Но у Томаса не хватило духу поговорить с Патриком – мешала разница в возрасте в шестнадцать лет, – к тому же Томас все еще смотрел на старшего брата словно на идола, как в детстве. Хотя Томасу хватало смелости задавать некоторые вопросы, в то же время смелости у него было маловато, чтобы выслушивать ответы. Поэтому ничего так и не было сказано, а вскоре они с Дэвидом уехали в Лондон, пообещав вернуться к Рождеству.

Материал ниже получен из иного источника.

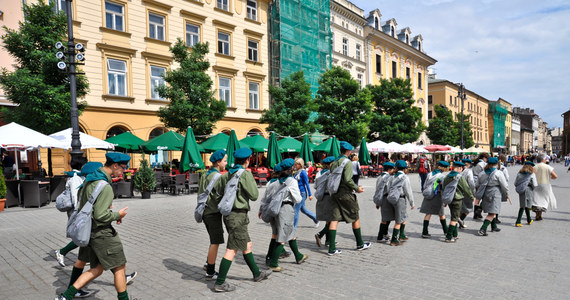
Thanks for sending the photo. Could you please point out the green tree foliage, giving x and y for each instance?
(344, 108)
(189, 90)
(291, 107)
(395, 118)
(37, 86)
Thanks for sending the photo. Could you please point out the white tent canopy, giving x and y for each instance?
(87, 141)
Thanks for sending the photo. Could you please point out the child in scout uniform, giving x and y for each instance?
(323, 207)
(236, 222)
(461, 192)
(212, 218)
(527, 180)
(491, 201)
(399, 208)
(387, 211)
(344, 203)
(434, 206)
(103, 235)
(282, 226)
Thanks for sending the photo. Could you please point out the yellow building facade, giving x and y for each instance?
(444, 92)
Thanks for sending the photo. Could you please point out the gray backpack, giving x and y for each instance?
(202, 198)
(449, 190)
(79, 224)
(335, 175)
(230, 192)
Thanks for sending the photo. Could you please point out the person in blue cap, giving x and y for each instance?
(525, 183)
(344, 203)
(434, 206)
(462, 191)
(387, 211)
(323, 207)
(237, 221)
(212, 217)
(494, 184)
(103, 236)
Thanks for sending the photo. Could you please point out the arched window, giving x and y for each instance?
(116, 130)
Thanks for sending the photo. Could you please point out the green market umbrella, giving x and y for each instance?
(257, 143)
(215, 142)
(191, 157)
(273, 153)
(233, 145)
(363, 154)
(306, 153)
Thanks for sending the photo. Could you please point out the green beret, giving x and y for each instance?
(443, 163)
(346, 146)
(218, 155)
(242, 153)
(328, 160)
(287, 164)
(401, 164)
(117, 157)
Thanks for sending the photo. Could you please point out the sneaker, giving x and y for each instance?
(364, 246)
(303, 259)
(262, 276)
(60, 258)
(224, 287)
(82, 294)
(335, 252)
(131, 277)
(318, 240)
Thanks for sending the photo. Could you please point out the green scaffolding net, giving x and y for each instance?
(300, 39)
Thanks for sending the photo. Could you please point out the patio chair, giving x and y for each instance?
(33, 194)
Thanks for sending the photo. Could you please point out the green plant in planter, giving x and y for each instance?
(144, 178)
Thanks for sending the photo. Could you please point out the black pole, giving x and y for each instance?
(75, 153)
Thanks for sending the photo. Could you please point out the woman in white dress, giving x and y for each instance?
(543, 197)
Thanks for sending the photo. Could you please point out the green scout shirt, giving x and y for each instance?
(346, 182)
(247, 189)
(102, 213)
(463, 191)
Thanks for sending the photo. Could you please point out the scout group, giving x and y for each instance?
(224, 199)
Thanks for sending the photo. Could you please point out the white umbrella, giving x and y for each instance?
(87, 141)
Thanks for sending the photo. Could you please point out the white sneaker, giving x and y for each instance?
(60, 258)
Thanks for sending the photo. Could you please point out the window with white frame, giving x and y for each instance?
(114, 16)
(156, 26)
(192, 34)
(254, 95)
(117, 77)
(252, 49)
(223, 4)
(225, 87)
(223, 43)
(252, 10)
(156, 80)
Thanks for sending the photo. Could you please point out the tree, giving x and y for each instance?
(291, 107)
(395, 118)
(344, 108)
(189, 90)
(40, 90)
(442, 130)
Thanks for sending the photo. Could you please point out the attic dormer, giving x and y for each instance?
(389, 27)
(404, 35)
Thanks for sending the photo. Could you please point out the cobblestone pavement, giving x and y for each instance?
(168, 249)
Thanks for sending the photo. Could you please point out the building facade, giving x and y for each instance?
(444, 92)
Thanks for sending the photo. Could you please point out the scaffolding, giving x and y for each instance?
(300, 39)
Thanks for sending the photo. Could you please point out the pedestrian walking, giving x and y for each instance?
(525, 183)
(543, 197)
(434, 206)
(344, 202)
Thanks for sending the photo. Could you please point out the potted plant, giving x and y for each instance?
(144, 179)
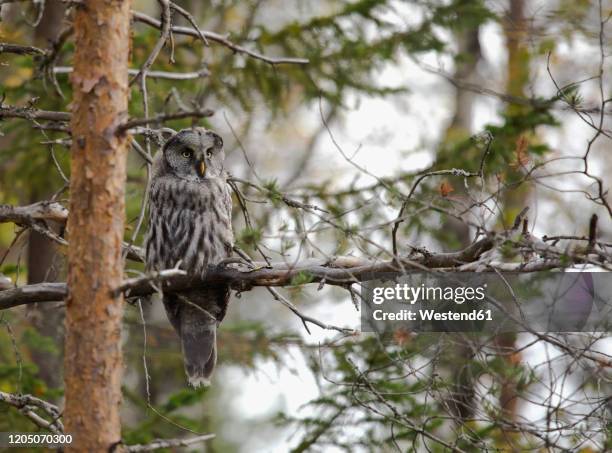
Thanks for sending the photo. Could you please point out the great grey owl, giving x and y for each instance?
(190, 214)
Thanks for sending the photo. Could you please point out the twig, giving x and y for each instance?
(205, 113)
(168, 443)
(211, 36)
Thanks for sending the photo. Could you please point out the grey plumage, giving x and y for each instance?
(190, 226)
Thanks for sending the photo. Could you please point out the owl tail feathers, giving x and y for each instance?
(200, 355)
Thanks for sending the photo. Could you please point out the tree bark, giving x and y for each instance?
(93, 360)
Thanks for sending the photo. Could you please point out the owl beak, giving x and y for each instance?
(201, 168)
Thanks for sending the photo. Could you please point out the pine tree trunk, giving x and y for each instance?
(93, 361)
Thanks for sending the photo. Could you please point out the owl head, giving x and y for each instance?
(194, 154)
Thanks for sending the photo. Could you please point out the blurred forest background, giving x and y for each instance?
(392, 88)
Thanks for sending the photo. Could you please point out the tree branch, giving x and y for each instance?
(20, 50)
(169, 443)
(211, 36)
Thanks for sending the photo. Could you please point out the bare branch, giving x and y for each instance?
(151, 74)
(211, 36)
(32, 114)
(168, 443)
(205, 113)
(27, 405)
(20, 50)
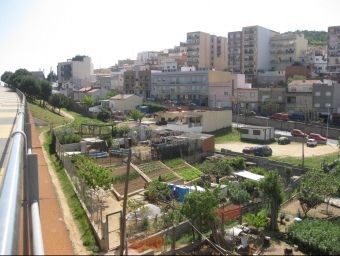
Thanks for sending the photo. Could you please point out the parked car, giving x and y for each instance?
(283, 141)
(298, 133)
(263, 150)
(296, 117)
(248, 150)
(250, 113)
(311, 143)
(317, 137)
(280, 116)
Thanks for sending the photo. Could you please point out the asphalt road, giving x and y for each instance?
(330, 142)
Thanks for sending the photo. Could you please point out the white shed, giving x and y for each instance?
(257, 133)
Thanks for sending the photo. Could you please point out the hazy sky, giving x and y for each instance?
(37, 34)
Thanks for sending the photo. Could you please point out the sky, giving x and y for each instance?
(38, 34)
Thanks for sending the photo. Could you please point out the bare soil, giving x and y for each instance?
(293, 149)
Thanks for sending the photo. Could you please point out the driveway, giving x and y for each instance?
(293, 149)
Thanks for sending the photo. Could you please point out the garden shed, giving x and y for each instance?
(260, 134)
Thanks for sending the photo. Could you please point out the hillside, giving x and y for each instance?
(313, 37)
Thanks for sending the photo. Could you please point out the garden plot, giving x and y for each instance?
(184, 170)
(136, 182)
(156, 169)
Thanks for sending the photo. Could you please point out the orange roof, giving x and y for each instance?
(121, 96)
(304, 82)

Но они не вернулись. Придумали какой-то предлог. Особое приглашение от лучшего друга Маргарет… Рождество в Йоркшире… никак не могли отказаться… очень надеялись, что мы с Патриком поймем.
Патрик понял и напился. Я после отъезда мальчиков перестала прикладываться к мадере, но Патрик, к ярости Макгоуана, продолжил. Получив письмо от мальчиков, Патрик выпил две бутылки портвейна, и Макгоуан нашел Патрика в его комнате в состоянии ступора.
– Идиот ты чертов! – закричал Макгоуан. Хотя моя комната находилась между спальней Патрика и будуаром, я слышала каждое слово. – Вставай! – Потом звуки ударов.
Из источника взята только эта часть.